Federico Butteroni è un giocatore di poker che si è qualificato per il November Nine delle World Series of Poker a Las Vegas, il più importante torneo mondiale con un primo premio stellare di 8 milioni di dollari (ma un milione è già nelle sue tasche). Solo un italiano prima di lui: era il 2010 e Filippo Candio conquistava un quarto posto per 3 milioni. Ho contattato Federico a poche settimane dall'evento.

November nine: intervista a Federico Butteroni

Il Main Event WSOP: sette giorni di gioco e migliaia di avversari. Come l'hai vissuto?

"L'emozione più grande è stata riuscire iscrivermi, il Main Event è il sogno di ogni giocatore che inizia.

Non ero a Las Vegas con questa idea, poi i buoni risultati in tornei minori mi hanno consentito di investire i soldi necessari all'iscrizione. E sono stato ripagato. Questo torneo per lunghezza si può paragonare a una maratona. Come la maratona, è una metafora della vita: bisogna crederci senza mollare, nei momenti buoni e in quelli inevitabilmente negativi. A volte si gioca meglio degli altri ma non si viene ricompensati e allora è importante rimanere concentrati e continuare a lottare."

Il momento più importante del torneo?

"Al Day 6, con la tensione alle stelle: poche posizioni potevano spostare 50000 $ e giocare il proprio miglior poker diventa difficile. Per la prima volta dal Day 1 mi sono trovato a giocarmi tutto partendo in svantaggio.

La mia coppia di sei si è trasformata in un poker al flop e ha battuto la coppia di dieci dell'avversario. Le possibilità di fare poker sono davvero basse e quello era il torneo della vita: non sono riuscito a trattenermi e sono esploso di gioia."

Come ti sei preparato al torneo?

"Non c'è stata una preparazione specifica, è stato premiato il mio percorso come giocatore di poker, ma anche il mio percorso di vita.

Gioco a poker da quando avevo 18 anni e devo tanto a questo gioco. Ma per un periodo ho deciso di mollare tutto, ho provato ad avere una vita normale, sono stato a lavorare in Australia per un anno e poi ho viaggiato in Giappone da solo. Esperienze che mi hanno fatto crescere e mi hanno aiutato a ritrovare l'equilibrio. Possono fare la differenza in un torneo come il Main Event aiutando a mantenere concentrazione e tranquillità."

E per quanto riguarda il final table?

Quanto conta l'aspetto psicologico al November Nine?

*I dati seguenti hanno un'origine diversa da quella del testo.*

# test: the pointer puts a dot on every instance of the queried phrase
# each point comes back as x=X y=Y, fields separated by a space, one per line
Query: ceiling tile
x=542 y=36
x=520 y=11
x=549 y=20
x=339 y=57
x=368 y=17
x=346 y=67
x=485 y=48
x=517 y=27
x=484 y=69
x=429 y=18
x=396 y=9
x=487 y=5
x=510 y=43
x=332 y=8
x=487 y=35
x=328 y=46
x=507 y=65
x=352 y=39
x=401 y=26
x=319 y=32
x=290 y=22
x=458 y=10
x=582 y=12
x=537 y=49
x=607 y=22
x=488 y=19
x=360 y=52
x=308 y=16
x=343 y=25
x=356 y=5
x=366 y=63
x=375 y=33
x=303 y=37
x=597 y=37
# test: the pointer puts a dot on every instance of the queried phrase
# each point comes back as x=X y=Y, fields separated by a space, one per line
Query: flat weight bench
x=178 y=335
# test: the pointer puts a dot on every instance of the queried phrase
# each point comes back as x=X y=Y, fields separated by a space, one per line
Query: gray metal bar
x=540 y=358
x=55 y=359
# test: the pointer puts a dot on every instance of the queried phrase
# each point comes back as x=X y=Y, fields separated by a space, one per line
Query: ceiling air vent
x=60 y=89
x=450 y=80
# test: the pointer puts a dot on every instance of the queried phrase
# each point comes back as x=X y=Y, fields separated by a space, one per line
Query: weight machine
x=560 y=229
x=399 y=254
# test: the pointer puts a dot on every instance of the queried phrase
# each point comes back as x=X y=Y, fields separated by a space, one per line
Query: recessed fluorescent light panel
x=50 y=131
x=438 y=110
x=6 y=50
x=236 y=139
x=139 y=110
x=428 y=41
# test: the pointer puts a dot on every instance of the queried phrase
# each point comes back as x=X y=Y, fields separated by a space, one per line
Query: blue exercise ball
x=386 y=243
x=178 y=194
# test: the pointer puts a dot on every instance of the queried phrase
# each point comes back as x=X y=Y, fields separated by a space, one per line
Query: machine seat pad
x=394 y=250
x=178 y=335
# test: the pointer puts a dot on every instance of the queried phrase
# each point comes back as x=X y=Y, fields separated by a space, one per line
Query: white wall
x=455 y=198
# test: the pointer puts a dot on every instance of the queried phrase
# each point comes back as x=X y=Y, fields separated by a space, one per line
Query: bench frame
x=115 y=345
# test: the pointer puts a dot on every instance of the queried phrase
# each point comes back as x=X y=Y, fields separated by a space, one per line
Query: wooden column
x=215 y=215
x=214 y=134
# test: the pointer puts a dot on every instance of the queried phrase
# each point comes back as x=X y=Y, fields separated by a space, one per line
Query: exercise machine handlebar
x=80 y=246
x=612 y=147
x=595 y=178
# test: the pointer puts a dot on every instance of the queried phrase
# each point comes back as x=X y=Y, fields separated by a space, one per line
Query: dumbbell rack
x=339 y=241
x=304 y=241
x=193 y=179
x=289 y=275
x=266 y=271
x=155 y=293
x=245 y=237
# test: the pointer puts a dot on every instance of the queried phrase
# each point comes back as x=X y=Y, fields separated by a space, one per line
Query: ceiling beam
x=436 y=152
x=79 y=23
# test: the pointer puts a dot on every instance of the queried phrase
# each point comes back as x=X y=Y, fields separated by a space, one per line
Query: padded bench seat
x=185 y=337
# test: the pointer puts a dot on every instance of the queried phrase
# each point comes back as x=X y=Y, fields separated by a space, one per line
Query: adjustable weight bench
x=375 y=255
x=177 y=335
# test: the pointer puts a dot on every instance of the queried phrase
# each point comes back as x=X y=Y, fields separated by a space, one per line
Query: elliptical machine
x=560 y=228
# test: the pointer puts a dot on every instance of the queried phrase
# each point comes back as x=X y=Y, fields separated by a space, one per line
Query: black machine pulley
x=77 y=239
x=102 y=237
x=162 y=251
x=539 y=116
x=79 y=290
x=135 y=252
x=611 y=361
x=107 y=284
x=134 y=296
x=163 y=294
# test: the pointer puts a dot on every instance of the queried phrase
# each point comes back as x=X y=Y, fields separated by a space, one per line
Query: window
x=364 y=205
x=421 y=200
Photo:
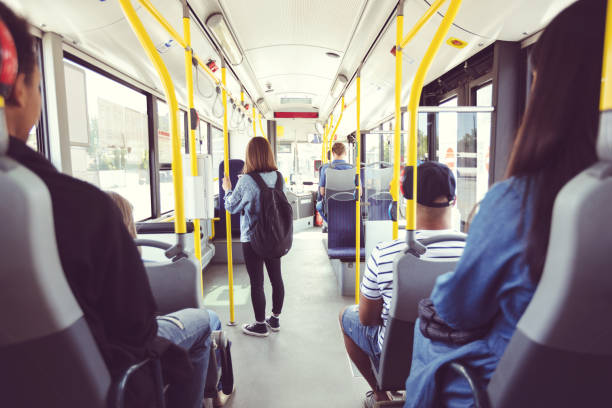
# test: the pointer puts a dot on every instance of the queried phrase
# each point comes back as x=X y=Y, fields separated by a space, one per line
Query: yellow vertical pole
x=190 y=126
x=228 y=216
x=177 y=167
x=261 y=127
x=606 y=73
x=358 y=192
x=397 y=140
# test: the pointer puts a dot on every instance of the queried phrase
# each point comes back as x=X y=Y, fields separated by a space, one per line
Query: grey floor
x=305 y=364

"Nel breve periodo la fortuna conta tantissimo ovviamente. L'aspetto psicologico conterà almeno al 50%: la pressione mediatica delle telecamere e l'entità delle cifre in ballo rendono tutto molto difficile. Ho visto giocatori tecnicamente fortissimi essere eliminati perché avevano perso il controllo delle loro emozioni."

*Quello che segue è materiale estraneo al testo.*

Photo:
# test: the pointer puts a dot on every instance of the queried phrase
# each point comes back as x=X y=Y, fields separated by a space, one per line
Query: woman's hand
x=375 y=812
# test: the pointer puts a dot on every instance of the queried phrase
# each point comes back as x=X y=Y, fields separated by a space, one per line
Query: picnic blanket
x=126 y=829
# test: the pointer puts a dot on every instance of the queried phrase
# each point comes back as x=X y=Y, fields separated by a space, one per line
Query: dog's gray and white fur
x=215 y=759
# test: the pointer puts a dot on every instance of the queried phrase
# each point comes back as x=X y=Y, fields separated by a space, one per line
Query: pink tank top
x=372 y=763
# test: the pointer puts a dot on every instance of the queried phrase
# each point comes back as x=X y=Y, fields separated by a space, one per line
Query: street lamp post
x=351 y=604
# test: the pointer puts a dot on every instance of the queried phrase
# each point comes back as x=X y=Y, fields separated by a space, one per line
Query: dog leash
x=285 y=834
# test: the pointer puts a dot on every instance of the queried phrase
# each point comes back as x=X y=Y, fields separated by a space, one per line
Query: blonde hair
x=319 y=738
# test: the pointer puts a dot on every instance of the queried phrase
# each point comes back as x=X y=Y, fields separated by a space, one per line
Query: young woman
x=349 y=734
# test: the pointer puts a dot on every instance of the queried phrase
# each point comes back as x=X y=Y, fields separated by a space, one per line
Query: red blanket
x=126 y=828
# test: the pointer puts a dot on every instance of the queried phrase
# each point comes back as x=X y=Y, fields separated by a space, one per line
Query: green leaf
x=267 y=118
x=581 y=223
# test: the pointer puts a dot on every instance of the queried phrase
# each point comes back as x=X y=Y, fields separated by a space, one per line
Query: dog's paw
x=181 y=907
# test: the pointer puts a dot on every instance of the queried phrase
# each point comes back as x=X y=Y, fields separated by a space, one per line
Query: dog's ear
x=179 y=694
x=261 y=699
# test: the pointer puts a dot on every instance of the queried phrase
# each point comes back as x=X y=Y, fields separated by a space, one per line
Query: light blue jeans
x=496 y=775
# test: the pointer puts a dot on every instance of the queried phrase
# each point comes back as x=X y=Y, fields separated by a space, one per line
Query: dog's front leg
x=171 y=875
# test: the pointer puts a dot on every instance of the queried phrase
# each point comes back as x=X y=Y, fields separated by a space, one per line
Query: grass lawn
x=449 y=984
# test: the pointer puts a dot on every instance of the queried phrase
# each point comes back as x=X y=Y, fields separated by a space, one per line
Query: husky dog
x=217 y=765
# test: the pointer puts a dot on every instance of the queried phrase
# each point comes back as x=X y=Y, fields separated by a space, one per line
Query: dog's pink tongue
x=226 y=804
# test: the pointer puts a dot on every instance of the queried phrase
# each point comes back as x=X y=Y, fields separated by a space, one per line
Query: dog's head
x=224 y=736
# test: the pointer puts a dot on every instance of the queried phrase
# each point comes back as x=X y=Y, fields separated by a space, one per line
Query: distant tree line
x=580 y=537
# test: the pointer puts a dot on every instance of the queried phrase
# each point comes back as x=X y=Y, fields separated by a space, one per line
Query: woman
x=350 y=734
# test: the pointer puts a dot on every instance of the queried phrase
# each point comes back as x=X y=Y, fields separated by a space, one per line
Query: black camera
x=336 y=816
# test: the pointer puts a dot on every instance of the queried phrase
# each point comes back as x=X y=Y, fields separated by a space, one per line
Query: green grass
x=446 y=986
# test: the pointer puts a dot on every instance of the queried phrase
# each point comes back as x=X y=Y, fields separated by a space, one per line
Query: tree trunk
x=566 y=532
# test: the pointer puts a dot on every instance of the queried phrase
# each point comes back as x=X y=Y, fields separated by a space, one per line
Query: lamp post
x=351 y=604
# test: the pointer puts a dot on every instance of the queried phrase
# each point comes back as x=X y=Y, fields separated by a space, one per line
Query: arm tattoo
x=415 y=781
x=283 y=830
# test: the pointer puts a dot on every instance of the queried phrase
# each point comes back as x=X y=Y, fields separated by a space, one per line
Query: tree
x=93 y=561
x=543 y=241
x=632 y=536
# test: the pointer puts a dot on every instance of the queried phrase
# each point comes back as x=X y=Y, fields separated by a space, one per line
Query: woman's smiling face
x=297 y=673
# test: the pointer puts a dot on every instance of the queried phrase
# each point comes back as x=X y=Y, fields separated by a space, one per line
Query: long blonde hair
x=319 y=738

Potresti favorire il rilancio di un mercato in crisi in Italia come quello del poker. Pensi di poter essere un nuovo Dario Minieri?

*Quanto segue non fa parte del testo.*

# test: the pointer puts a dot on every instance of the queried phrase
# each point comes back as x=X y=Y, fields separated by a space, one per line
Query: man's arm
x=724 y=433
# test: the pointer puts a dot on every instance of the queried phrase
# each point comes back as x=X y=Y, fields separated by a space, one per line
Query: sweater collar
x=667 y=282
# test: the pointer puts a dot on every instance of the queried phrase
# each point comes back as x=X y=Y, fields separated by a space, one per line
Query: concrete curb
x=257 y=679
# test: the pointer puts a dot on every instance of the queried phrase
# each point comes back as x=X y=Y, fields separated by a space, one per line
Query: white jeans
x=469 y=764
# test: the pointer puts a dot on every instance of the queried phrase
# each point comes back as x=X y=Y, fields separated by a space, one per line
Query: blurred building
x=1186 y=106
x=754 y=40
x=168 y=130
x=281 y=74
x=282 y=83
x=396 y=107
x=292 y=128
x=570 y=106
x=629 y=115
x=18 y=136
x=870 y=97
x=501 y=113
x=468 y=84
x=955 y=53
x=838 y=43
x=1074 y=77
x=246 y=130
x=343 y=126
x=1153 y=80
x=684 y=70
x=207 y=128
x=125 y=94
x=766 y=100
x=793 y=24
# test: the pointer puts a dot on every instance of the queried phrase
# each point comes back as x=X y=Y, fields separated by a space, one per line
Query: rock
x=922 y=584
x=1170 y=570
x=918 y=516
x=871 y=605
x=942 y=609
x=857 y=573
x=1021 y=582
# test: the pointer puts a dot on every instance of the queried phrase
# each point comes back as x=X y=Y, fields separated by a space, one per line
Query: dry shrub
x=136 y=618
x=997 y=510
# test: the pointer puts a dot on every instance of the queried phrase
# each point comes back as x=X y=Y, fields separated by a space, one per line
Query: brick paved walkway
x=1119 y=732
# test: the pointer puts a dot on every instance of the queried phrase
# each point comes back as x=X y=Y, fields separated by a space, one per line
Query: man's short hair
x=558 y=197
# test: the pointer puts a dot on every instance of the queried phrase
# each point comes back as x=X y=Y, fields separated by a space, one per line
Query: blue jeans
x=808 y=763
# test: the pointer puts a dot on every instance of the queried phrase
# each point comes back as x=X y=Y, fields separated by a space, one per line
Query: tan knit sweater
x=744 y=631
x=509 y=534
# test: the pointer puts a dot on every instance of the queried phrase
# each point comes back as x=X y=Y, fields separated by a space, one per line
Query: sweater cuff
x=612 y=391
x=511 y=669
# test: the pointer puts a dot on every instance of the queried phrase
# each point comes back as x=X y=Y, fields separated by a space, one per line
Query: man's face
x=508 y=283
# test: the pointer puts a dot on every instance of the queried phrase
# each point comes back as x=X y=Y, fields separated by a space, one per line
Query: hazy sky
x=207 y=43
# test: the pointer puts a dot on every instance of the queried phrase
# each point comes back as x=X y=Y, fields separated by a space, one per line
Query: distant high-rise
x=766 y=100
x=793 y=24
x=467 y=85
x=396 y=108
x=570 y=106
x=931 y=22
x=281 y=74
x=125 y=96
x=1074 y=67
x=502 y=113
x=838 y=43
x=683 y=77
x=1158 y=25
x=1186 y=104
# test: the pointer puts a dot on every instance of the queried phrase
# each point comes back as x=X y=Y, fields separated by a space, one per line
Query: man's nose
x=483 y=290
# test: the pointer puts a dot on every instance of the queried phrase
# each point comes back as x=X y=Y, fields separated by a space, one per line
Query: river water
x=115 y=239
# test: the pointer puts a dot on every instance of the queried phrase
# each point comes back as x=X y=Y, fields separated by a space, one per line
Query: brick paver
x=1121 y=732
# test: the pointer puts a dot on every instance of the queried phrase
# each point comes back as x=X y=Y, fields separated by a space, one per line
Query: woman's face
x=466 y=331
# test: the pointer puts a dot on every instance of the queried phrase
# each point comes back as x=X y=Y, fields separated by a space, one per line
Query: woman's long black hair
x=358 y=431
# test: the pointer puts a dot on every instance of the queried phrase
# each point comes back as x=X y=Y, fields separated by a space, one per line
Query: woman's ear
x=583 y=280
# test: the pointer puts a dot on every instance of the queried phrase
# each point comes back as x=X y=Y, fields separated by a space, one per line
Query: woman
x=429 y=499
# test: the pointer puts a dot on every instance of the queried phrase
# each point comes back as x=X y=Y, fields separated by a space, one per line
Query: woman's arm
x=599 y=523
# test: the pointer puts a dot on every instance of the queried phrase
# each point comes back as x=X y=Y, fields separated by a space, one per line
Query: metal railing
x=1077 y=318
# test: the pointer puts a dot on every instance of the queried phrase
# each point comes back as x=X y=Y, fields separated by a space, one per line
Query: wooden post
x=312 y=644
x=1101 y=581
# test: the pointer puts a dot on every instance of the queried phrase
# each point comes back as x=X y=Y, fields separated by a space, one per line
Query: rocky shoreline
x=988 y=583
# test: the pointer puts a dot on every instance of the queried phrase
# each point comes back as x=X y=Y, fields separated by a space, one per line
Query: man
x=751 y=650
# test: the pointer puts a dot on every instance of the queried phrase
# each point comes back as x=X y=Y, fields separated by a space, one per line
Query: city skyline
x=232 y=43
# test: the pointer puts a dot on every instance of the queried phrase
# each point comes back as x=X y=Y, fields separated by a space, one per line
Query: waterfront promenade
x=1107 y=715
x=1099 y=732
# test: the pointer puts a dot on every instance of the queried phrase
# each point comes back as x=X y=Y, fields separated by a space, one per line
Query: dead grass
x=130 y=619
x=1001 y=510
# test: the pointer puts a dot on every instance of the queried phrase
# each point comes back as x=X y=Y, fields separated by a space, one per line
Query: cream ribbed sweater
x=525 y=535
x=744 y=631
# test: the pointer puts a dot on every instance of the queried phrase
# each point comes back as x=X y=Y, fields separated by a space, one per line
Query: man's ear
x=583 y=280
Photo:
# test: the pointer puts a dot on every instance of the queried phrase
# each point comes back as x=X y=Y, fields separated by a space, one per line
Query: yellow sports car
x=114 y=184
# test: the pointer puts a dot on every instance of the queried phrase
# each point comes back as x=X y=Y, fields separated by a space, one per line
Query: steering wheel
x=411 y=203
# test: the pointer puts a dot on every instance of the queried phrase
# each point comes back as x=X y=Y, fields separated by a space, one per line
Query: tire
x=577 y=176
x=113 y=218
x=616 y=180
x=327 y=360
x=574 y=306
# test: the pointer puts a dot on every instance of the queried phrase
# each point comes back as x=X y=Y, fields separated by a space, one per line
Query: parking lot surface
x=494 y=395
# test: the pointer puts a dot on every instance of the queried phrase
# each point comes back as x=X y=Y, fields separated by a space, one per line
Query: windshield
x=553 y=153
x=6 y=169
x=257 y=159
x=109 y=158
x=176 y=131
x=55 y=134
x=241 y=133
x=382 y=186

“Dario è stato importante per questo gioco. Ne ho seguito le gesta e ho stima di quello che ha fatto. Ma Federico Butteroni vuole essere solo Federico Butteroni. Spero di aiutare a superare i pregiudizi legati a questo gioco.

E magari a far sì che qualche ragazzo trovi la voglia di avvicinarsi ancora al Texas Holdem."

Se il poker è in crisi, lo stesso non si può dire del gioco d'azzardo. Se dovessi spiegare a un giovane perché scegliere il poker invece di un gratta e vinci?

“Innanzitutto a livello economico: nel poker quello che ritorna ai giocatori è molto di più di quello che torna nel gratta e vinci, le tasse e le spese sono più basse. Poi a livello umano il gratta e vinci non richiede nessuna abilità ed è più facile cadere nel circolo vizioso del gioco patologico. Anche il poker può essere pericoloso, ma se viene affrontato con il giusto approccio mentale può anche aiutare a migliorarsi, a imparare la matematica, a viaggiare.

A un ragazzo direi di studiare tanto, leggere libri e confrontarsi con tutti, senza bruciare le tappe. Il poker è un gioco facile da imparare ma per dominarlo serve una vita. Forse in Italia si preferiscono le vie in apparenza più semplici."